Zou deze mevrouw zelf net een varen hebben gekocht? Wie net een nieuwe auto heeft gekocht ziet later hoeveel auto’s er van dat model rondrijden. Soms wordt dat tevereden gevoeld als een bevestiging van de juistheid van de keuze, ook kan het irritatie geven dat je nu weer naar iets anders op zoek moet om op te vallen. Wie zwanger is ziet plotseling dat de wereld bevolkt is met dikke verwachtingsvolle buiken. Het oog ziet waar het hart vol van is.

Aandacht en waarneming horen dus bij elkaar. Aandacht kan je ook richten, en daarmee de waarneming sturen. Wie let op wat er niet is ziet een halflege wijnfles op tafel staan, wie let op wat er wel is pakt tevreden dezelfde fles voor nog een glas. Uiteraard geld dit ook voor melk of andere zaken. In de psychologie wordt wel gesproken van een fault-finding attitude, wat zoveel betekent als alleen oog hebben voor wat er mis is of ontbreekt. Meestal wordt de stemming er niet beter van, in elk geval niet bij de omstanders.

En soms zie je dingen niet, hoe goed je ook kijkt. In onderzoeksopstellingen waarbij kandidaten eerst een plaatje te zien krijgen van een groep militairen in kolonne op weg naar een gereedstaand vliegtuig, gevolgd door een zwart beeldscherm en vervolgens het zelfde plaatje weer, zien ze niet dat het vliegtuig ondertussen zijn motor is kwijtgeraakt. Zelfs een expliciete uitnodiging om te letten op wat ontbreekt helpt nauwelijks om de ontbrekende motor aan te wijzen. Dit is minder gek dan het lijkt. Er met je neus bovenopstaan en het toch niet zien is een ervaring die iedereen op kan doen. Er is niet meer voor nodig dan het kijken naar een optreden van een goochelaar.

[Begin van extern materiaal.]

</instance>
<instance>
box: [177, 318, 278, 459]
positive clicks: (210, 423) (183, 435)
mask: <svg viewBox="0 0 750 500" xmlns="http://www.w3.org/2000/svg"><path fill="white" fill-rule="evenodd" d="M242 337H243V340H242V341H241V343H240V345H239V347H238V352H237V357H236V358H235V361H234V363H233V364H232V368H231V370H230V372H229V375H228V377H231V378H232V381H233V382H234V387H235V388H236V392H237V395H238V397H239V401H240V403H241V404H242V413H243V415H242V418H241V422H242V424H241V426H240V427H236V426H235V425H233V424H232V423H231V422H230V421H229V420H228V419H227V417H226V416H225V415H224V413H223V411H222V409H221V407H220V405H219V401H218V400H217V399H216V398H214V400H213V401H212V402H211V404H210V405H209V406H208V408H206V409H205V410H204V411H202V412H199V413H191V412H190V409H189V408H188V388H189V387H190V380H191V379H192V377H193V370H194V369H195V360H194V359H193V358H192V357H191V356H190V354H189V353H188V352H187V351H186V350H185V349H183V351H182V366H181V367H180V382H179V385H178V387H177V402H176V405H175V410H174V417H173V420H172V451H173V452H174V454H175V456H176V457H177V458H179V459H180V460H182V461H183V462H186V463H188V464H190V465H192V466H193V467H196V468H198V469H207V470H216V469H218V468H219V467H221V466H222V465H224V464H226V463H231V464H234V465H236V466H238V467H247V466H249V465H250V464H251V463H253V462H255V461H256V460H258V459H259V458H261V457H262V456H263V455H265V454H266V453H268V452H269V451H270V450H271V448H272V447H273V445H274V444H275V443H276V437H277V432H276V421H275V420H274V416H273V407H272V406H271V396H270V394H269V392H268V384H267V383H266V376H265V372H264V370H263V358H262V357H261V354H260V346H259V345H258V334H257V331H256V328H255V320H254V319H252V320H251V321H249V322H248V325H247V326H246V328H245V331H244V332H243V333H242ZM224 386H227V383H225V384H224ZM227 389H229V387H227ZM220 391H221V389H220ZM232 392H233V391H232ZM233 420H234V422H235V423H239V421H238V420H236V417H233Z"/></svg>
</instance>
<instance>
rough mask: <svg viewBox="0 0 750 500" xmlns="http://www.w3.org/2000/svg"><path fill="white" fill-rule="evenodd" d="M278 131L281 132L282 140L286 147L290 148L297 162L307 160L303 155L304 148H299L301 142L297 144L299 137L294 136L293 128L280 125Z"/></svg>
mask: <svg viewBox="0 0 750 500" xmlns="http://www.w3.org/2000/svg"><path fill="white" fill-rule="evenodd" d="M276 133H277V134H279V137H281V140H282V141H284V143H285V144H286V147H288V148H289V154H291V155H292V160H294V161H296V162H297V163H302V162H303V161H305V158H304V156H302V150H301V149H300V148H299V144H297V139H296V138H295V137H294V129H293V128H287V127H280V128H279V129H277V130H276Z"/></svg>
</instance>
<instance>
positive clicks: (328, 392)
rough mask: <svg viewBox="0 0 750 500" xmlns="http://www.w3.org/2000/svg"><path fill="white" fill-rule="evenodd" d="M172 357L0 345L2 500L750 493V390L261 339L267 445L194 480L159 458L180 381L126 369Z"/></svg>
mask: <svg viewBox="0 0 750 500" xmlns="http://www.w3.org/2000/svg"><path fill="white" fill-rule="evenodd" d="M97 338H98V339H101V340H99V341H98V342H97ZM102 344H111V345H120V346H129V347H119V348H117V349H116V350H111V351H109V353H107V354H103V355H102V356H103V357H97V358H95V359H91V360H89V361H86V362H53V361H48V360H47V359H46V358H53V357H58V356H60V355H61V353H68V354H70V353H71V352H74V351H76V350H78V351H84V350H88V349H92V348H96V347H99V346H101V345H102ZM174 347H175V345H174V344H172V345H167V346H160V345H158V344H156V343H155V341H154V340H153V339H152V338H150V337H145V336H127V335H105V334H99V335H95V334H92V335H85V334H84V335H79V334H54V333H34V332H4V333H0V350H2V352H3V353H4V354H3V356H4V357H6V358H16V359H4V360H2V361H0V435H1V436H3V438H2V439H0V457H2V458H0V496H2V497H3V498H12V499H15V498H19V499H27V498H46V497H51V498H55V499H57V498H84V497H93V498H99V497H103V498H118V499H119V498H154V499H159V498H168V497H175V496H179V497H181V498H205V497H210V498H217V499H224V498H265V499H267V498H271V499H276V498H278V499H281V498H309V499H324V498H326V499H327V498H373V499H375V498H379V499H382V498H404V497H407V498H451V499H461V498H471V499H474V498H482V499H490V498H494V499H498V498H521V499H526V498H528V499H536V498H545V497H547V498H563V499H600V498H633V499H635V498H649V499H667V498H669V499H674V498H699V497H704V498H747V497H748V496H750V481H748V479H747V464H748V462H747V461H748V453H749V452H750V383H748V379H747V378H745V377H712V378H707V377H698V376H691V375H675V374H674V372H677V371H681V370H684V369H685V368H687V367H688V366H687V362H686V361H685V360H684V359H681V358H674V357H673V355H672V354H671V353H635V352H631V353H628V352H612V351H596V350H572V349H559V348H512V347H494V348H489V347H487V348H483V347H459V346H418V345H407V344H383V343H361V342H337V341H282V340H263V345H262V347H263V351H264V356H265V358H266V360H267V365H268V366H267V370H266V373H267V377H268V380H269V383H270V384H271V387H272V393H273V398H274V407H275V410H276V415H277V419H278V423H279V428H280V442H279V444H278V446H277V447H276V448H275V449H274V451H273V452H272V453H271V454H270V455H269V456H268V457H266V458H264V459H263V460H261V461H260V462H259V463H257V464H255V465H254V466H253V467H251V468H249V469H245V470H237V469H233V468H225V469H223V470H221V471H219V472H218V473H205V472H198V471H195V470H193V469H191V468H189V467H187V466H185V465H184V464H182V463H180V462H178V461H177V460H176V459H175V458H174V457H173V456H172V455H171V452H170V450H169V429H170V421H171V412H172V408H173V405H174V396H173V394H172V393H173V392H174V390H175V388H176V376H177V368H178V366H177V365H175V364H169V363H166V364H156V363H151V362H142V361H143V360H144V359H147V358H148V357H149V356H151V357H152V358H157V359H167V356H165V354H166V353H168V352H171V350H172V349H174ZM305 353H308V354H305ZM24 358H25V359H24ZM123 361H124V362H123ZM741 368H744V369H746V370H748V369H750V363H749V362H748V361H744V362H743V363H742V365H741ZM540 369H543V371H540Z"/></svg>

Was de varen dan het spreekwoordelijke konijn, waarbij deze mevrouw na lang genoeg de goocheltruc te hebben gezien ineens zag wat er stond? Het bleek anders te zijn. Ze kan het zelf het beste zeggen: kijk, eerder was de plant er ook wel, maar ik zag hem niet. Misschien kon het me niet zoveel schelen, vanuit mijn depressieve gevoel maakt het allemaal niets uit. Ik zag het wel, maar het drong niet door, het was niet van belang.

Beelden drongen wel haar ogen binnen, maar ze werden niet gezien. De sombere stemming maakte dat het beeld van de verdroogde varen niet tot haar doordrong. Samen stelde we vast dat de varen gefunctioneerd had als een diagnostisch instrument. In het niet zien van en niet reageren op de plant werd iets zichtbaar van haar depressieve gevoelens. In het opmerkzaam worden op de verdorde varen in de slotfase van de behandeling werd duidelijk dat zij opgebloeid was. Zien doe je niet uitsluitend met je ogen.